Le modèle 2 qui va encore plus lui en considérant comme égaux les services militaire et non-militaire doit être clairement rejeté. Il faut que l’"augmentation de l’attractivité" du service militaire s’accompagne d’une "baisse de l’attractivité" du service civil aussi bien au niveau du contenu qu’à celui de l’exécution. Ainsi, les personnes astreintes au service civil doivent si possible être contraintes de rejoindre un logement pour la troupe après le travail et elles doivent être engagées aussi les weekends et non seulement aux heures de bureau. Enfin, les jours de service militaire effectués ne doivent pas être imputés à la durée du service civil pour les personnes qui passent du service militaire au service civil.

Le "modèle norvégien"

Ce modèle convient peut-être à un membre de l’OTAN comme la Norvège, mais il est incompatible avec l’histoire et la culture suisses. La tradition suisse prévoit à juste titre d’incorporer dans l’armée également les personnes qui ont encore un potentiel de développement. La promotion et l’implication de toutes les couches de la société sont indispensables à la cohésion sociale. Il est hors de question pour l’UDC de limiter le service obligatoire à une sorte d’élite de la population.
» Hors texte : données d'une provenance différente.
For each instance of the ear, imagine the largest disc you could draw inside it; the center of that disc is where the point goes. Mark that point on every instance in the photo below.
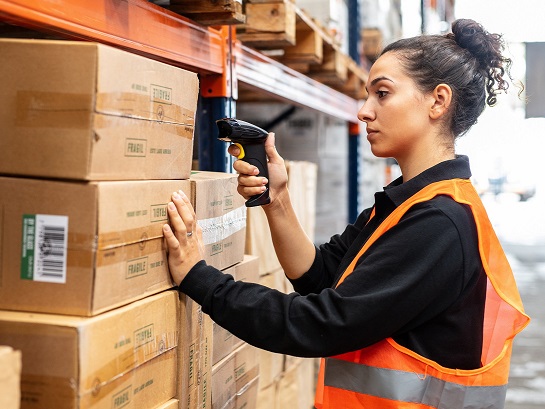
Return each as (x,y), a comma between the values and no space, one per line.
(442,95)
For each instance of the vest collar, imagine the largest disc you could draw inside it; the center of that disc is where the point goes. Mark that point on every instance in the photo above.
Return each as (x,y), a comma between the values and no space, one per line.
(457,168)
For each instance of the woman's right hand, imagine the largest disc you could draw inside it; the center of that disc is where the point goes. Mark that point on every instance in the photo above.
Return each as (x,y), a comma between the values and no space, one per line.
(250,183)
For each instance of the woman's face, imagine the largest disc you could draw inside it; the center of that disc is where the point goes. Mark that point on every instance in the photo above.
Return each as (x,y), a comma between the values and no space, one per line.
(396,112)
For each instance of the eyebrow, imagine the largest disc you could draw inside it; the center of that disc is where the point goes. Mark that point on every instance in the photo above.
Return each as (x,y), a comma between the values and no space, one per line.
(381,78)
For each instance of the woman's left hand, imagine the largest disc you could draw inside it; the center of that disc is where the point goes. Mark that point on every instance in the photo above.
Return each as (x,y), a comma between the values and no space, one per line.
(183,237)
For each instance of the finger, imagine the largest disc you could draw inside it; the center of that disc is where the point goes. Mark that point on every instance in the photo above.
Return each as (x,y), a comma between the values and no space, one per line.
(244,168)
(185,210)
(173,244)
(233,150)
(177,224)
(270,149)
(247,192)
(191,210)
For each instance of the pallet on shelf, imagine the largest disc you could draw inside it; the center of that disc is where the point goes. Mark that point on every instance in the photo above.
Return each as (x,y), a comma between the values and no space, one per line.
(309,39)
(210,12)
(355,83)
(269,25)
(333,71)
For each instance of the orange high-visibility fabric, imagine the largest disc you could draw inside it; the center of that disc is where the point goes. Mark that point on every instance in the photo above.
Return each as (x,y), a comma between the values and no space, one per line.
(504,316)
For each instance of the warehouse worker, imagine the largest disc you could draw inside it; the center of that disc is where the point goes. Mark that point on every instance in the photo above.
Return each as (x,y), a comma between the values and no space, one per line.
(414,305)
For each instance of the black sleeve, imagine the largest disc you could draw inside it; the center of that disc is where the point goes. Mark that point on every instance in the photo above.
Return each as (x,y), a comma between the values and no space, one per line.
(323,272)
(409,274)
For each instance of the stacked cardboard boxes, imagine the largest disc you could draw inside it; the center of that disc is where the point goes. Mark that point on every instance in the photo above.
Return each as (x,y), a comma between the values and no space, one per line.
(93,142)
(10,378)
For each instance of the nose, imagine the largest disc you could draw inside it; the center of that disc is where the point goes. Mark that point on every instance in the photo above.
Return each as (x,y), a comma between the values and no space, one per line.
(366,114)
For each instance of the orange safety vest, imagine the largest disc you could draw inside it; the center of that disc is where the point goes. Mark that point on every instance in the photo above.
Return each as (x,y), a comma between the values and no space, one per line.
(386,375)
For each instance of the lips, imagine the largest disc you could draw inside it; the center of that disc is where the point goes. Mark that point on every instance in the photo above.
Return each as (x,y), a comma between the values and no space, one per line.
(371,131)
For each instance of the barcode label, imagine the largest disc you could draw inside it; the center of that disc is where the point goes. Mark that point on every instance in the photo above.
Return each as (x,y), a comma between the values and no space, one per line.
(44,248)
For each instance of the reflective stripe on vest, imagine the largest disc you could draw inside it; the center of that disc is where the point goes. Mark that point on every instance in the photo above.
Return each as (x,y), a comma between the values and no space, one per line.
(410,387)
(387,375)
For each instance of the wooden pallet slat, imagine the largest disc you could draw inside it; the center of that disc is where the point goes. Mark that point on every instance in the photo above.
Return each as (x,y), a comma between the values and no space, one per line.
(333,71)
(308,47)
(210,12)
(269,25)
(354,85)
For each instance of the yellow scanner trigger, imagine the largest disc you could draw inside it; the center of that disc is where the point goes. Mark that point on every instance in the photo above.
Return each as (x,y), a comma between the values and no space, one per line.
(242,153)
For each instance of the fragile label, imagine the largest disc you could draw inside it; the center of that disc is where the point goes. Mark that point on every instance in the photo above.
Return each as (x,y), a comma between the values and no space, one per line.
(44,248)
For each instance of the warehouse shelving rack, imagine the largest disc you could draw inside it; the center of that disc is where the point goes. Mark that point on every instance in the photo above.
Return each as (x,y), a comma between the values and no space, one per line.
(222,62)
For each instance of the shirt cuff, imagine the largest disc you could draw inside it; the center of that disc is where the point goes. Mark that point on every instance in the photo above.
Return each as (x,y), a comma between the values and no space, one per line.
(307,283)
(200,280)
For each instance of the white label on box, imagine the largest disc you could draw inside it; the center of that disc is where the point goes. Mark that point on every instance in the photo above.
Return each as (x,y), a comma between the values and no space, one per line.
(219,228)
(44,248)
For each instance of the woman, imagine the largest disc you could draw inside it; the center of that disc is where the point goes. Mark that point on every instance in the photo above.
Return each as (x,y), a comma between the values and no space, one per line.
(414,304)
Partant de ces raisonnements l’UDC demande que notre armée de milice puisse enfin bénéficier de calme et de stabilité et que l’on renonce à des réformes mal réfléchies et à d’autres expériences inutiles. Le service militaire et civil obligatoire pour les femmes doit également être refusé. Les femmes apportent déjà une contribution importante à la collectivité. Il va de soi qu’il ne faut pas refuser les femmes qui s’annoncent volontairement au service. Bien au contraire, cet engagement est parfaitement louable. Il serait donc judicieux aux yeux de l’UDC que les femmes soient mieux informées sur les possibilités de servir au sein de l’armée. On pourrait à cet effet songer à une journée d’information ou à une autre manifestation de ce genre.

Corrections nécessaires

Il est incontestable que le système actuel exige quelques corrections. Il ne s’agit cependant pas de le modifier de fond en comble, mais d’y apporter des améliorations ciblées. Comme mentionné plus haut, le service militaire doit devenir plus attrayant à plusieurs points de vue. Des adaptations structurelles sont également indiquées. L’attribution de l’organe d’exécution du service civil au Département fédéral de l’économie, de la formation et de la recherche était une erreur structurelle qui doit être corrigée en transférant cette unité au Département de la défense, de la protection de la population et des sports (DDPS).